Abstract :
[fr] La clé de voûte du roman Mrs Haroy ou La Mémoire de la baleine (Echternach : Phi, 1993 ; rééd. Bordeaux : Le Castor Astral, 1999) est le souvenir du cadavre embaumé d’une baleine abattue au large de l’île de Haroy en Norvège, exposé sur un wagon ferroviaire à la gare de Luxembourg. Ce spectacle représente non seulement une expérience fondatrice pour le narrateur, mais tisse un réseau métaphorique reliant l’écrivain, l’étranger et l’animal dans leur passage de frontière et dans leur exil.
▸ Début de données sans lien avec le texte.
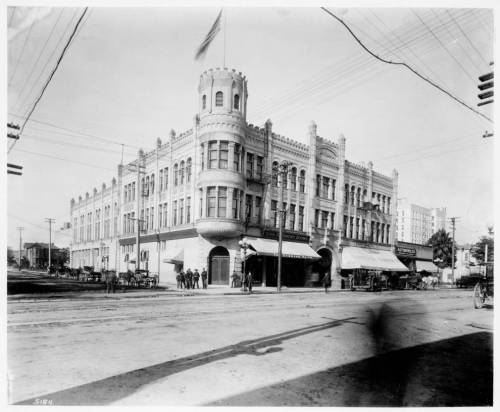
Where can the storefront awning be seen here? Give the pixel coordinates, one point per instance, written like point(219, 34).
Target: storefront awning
point(175, 256)
point(426, 266)
point(364, 258)
point(269, 247)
L’image a été abondamment commentée et sa portée littéraire, linguistique et socioculturelle au Luxembourg fut prodigieuse . Cependant, la critique demeure étonnamment silencieuse sur la genèse de la métaphore : puisant aussi bien dans des textes scientifiques et des récits de voyages que dans des œuvres littéraires, le romancier passe outre les traditionnelles frontières génériques entre description naturaliste et imaginaire culturel. De même, si l’image poétique et poétologique du poumon a fait l’objet d’études approfondies de l’œuvre de Jean Portante, incluant les recueils de poésie L’Étrange langue (Châtelineau : Le Taillis Pré, 2002) et Le Travail du poumon (Bordeaux : Le Castor Astral, 2007), la lecture d’un chapitre de Mrs Haroy, où les millions d’années de l’évolution des cétacés sont au cœur de l’élaboration d’une poétique romanesque reliant les temporalités du récit intime, du contexte sociohistorique d’une migration et des transformations des formes de vie, permettra de porter un regard nouveau sur l’invention formelle qui sous-tend l’image.
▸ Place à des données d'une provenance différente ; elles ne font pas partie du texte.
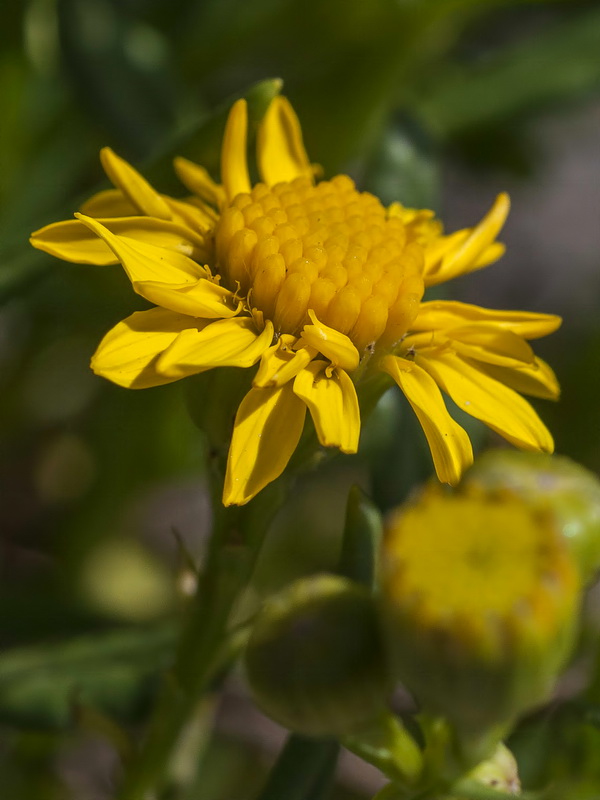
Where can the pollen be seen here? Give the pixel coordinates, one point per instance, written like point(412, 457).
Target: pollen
point(327, 248)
Dans le cadre des études éco- et zoocritiques (environmental et animal studies), nous souhaitons refonder le motif de la baleine, que nous ne lirons pas uniquement en tant que métaphore, nécessairement anthropocentrique et réduisant la nature au rôle de palimpseste sur lequel viennent s’écrire les histoires humaines. L’intérêt écologique du roman de Jean Portante ne réside pas simplement dans la présence de l’animal prototypique de la défense des animaux, dans les descriptions des atrocités réelles ou fictionnelles que subissent les cétacés ni dans l’identification du narrateur avec le non-humain. En effet, pour Jean-François Lyotard, l’art et la littérature sont des discours « écologiques » parce qu’ils font parler des voix mises à l’écart, et Jacques Derrida de poursuivre, dans L’Animal que donc je suis , la déconstruction des oppositions heuristiques de l’Occident à travers l’expression poétique d’une vision écocentrée de soi-même dans la communauté du vivant.